Each namespace definition associates a particular prefix (which may be the empty prefix) with a particular namespace URI. If multiple prefixes are defined for the same namespace URI a separate namespace definition is included in the serial form for each prefix. The actual URI will only be encoded with the first namespace definition, though, and will be referenced using a handle in any other

Figure 9. Node definition byte - Other
Node definition byte - Other

Other Nodes

The other node types use a simple format in which the node definition byte just identifies the type of node, and any additional information for that node type is in the following bytes (with text items using the general text format, as described under Strings, above).

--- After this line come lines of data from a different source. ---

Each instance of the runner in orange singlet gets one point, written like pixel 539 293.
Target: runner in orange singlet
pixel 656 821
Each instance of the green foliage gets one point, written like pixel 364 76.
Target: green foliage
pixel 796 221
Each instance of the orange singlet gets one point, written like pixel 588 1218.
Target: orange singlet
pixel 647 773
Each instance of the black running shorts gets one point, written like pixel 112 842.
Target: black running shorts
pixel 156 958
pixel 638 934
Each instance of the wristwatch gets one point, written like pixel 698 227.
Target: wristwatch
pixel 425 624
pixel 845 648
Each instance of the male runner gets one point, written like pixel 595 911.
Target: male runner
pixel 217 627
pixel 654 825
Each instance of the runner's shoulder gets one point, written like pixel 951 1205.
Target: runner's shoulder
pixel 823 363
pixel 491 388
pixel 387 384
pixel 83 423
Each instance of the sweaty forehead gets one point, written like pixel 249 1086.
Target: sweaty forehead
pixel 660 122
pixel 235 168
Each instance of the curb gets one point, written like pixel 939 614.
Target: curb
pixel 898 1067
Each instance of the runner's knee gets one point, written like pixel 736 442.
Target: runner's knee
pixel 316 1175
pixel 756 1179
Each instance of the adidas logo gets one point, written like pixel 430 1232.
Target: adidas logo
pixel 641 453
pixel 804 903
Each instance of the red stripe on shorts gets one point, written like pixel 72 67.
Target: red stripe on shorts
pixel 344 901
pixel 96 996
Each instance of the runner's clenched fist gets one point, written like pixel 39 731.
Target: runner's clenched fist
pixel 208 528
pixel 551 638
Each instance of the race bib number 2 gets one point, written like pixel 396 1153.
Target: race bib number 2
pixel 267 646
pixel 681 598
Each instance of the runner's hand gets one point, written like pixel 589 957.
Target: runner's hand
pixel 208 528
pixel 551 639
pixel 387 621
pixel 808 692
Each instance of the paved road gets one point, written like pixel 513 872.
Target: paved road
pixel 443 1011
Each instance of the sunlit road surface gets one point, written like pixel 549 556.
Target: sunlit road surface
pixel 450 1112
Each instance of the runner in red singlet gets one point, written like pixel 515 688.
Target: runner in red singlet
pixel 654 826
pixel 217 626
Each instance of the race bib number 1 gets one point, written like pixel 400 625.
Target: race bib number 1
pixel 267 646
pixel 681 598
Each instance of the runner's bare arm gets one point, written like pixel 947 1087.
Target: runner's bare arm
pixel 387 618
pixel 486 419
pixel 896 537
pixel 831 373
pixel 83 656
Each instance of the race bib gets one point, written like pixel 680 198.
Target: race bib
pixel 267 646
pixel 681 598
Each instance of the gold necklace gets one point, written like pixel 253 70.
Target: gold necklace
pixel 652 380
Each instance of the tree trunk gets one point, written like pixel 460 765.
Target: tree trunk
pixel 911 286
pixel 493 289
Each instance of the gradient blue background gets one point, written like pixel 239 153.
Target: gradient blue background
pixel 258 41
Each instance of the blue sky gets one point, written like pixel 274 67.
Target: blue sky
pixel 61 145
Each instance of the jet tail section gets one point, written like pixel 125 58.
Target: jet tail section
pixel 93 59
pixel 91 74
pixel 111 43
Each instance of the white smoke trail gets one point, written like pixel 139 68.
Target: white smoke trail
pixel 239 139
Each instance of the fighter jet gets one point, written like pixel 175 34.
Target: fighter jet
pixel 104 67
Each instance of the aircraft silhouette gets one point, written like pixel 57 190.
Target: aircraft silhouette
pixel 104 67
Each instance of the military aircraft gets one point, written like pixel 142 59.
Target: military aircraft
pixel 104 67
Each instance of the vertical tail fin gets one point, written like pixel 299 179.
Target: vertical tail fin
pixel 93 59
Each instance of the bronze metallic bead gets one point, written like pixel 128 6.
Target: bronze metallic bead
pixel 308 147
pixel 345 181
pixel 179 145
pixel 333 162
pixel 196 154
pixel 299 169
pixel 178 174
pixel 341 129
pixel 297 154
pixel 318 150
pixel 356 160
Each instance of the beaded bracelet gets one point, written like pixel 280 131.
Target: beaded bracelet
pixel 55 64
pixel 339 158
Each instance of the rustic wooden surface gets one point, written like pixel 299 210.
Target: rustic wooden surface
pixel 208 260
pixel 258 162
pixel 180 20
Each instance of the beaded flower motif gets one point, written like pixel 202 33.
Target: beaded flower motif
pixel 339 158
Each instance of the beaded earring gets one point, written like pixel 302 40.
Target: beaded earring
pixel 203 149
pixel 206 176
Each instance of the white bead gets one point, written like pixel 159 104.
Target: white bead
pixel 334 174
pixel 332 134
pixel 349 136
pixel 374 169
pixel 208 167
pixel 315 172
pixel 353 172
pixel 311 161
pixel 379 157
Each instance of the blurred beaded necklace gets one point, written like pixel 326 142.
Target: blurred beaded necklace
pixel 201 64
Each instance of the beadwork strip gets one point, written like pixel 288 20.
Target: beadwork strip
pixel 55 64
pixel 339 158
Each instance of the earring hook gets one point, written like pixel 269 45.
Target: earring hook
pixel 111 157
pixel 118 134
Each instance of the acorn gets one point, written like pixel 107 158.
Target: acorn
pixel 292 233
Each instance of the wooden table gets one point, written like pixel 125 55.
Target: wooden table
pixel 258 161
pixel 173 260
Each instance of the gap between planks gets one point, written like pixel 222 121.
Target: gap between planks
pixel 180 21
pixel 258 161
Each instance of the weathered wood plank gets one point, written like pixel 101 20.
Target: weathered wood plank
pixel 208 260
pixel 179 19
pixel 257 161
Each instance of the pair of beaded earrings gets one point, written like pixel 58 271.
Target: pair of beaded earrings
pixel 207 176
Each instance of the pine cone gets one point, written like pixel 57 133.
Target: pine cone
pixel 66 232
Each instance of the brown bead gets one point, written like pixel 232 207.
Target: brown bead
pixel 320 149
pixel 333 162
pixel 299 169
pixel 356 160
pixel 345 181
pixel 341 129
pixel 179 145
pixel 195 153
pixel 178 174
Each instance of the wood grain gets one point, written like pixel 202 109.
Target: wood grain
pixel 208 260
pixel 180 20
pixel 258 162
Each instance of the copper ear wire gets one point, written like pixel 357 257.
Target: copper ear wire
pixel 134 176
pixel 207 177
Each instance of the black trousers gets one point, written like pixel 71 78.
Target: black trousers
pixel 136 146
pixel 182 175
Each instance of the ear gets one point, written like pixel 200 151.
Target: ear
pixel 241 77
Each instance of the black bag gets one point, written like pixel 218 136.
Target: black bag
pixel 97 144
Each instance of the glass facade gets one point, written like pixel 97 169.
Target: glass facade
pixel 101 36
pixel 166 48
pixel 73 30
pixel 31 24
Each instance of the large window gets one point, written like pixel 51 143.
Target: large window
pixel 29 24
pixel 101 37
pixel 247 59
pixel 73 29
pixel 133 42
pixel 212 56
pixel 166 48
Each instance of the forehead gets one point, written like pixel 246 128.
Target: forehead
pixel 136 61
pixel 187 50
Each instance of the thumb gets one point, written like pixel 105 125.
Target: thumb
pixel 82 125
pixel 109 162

These other node types are:

  1. Document node: followed by content node list, as for element node

  2. Comment node: followed by actual comment text

  3. CDATA node: followed by CDATA text

  4. Processing Instruction node: followed by target and value text items

  5. Document Type node: followed by name, public id, and system id text items

  6. Notation node: followed by name, public id, and system id text items

  7. Unparsed Entity declaration node: followed by name, public id, system id, and notation name text items

  8. Skipped Entity node: followed by the entity name text

  9. Element declaration node: followed by element name and content model text items

  10. Attribute declaration node: followed by owning element name, attribute name, attribute type, defaulting type, and default value text items

  11. External Entity declaration node: followed by name, public id, and system id text items

The value 0 for a node definition byte is used to indicate the end of a list of node definitions. All other values not included in the above list are reserved and currently unused.

Note that most of these node types are not required for preserving the canonical form of XML documents, since XML Canonicalization discards Document Type, Notation, Unparsed/Skipped/External Entity, and Element/Attribute declaration information. These types are supported by XBIS to allow its use as a serialization mechanism for XML document models, but they should be considered optional.